The final nail was driven in with sickening grace.

A sequence of twenty consecutive Parisian passes ended with a delicate ball over the top of the West Brom defense. The Brazilian playmaker let it bounce once before volleying it perfectly into the top corner from outside the box.

GOAL. 

West Brom 0 - 3 Paris SG. 

(Aggregate: 1-4)

The traveling Parisian fans lit red flares in the away end, the smoke drifting over the pitch like the aftermath of a massacre.

Ethan put his hands on his knees. His lungs burned, his legs felt numb, and his heart was heavy. The European dream was now brutally dead.

90+2 Minutes.

Whistle. Whistle. Whistle.

Full Time. 

West Bromwich Albion 0 - 3 Paris SG. 

Paris SG advances to the UEFA Champions League Quarter-Finals.

There were no boos from the home fans. As the final whistle blew, the twenty-six thousand West Brom supporters stood and applauded. They acknowledged the effort and accepted the reality. Their team had been defeated by a stronger opponent.

Ethan shook hands with the referee. He didn't ask to swap shirts with anyone. He walked straight toward the tunnel, head held high but jaw tight.

Lorenzo Rossi waited by the touchline. He threw an arm around Ethan's shoulders, leading him into the shadows of the tunnel.

"Don't hang your head," Rossi said gently. "You took a team that was fighting relegation two years ago into the final sixteen of Europe. Tonight, you faced a tough opponent. Next year, you'll be the one collecting the rewards."

11:45 PM. Penthouse Apartment, Birmingham.

The apartment was dark. Ethan sat on the floor of his living room, still in his club tracksuit, staring blankly at the wall.

The adrenaline had faded, leaving a hollow ache. The Champions League music wouldn't play for him again this season.
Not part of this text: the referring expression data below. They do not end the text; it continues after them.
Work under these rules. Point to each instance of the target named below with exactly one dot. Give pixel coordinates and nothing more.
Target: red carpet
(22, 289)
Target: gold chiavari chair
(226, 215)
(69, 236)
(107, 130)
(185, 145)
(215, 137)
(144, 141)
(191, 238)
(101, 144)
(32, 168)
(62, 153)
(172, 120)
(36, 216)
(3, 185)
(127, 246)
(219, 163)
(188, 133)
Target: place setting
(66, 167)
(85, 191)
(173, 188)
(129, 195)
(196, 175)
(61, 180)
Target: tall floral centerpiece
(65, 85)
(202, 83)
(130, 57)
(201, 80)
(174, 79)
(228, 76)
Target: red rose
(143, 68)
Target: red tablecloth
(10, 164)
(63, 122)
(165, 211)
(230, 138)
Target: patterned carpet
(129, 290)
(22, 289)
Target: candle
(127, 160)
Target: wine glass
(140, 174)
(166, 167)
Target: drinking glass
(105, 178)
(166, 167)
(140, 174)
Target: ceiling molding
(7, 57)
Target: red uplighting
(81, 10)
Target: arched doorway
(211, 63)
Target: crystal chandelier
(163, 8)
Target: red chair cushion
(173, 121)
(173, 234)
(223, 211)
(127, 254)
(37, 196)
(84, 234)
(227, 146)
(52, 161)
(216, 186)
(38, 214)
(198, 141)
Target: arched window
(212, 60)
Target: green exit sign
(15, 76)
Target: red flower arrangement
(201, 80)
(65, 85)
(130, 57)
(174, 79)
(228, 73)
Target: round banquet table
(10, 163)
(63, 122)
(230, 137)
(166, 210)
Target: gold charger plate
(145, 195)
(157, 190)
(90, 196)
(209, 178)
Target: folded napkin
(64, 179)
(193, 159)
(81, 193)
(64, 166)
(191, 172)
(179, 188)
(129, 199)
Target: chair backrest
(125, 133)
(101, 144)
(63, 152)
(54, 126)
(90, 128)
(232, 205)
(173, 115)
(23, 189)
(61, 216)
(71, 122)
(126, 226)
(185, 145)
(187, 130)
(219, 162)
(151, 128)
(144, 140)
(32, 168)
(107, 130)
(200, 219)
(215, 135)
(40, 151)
His phone buzzed beside him.

Group Chat: The Eastfield Boys

Callum: I'm sorry, Eth. I really am. They were just impossible tonight. That third goal was ridiculous.

Mason: Don't sit in the dark and sulk. You got crushed by a team that costs more than the whole city of Birmingham. It's a reality check, not a funeral.

Ethan: I couldn't get close to them. They played around the midfield entirely. I felt useless. They knew how to neutralize me.

Callum: That's because they respect you, General. They changed their whole strategy just to avoid going through you. That's the biggest compliment a team like Paris can give you.

Mason: Wonderkid is right. They didn't beat you in the midfield; they went around you because they were scared of what you did to them in the first leg.

Ethan: It still hurts like hell.

Mason: Good. Let it hurt. Remember this feeling. Then wake up tomorrow, put your boots on, and make sure West Brom finishes in the top four so you can do it all again next year. The World Cup is in three months, Galactico. You don't have time to dwell.

Ethan exhaled a long, shaky breath, the tension in his chest finally easing. Mason was right. The season wasn't over. The ultimate stage was still ahead.

Ethan: You're right. I'll see you boys this weekend. I need to get out of this apartment.

Callum: We play Rotherham United on Saturday. You can buy the pies.

Mason: The string doesn't break, Eth. We go again.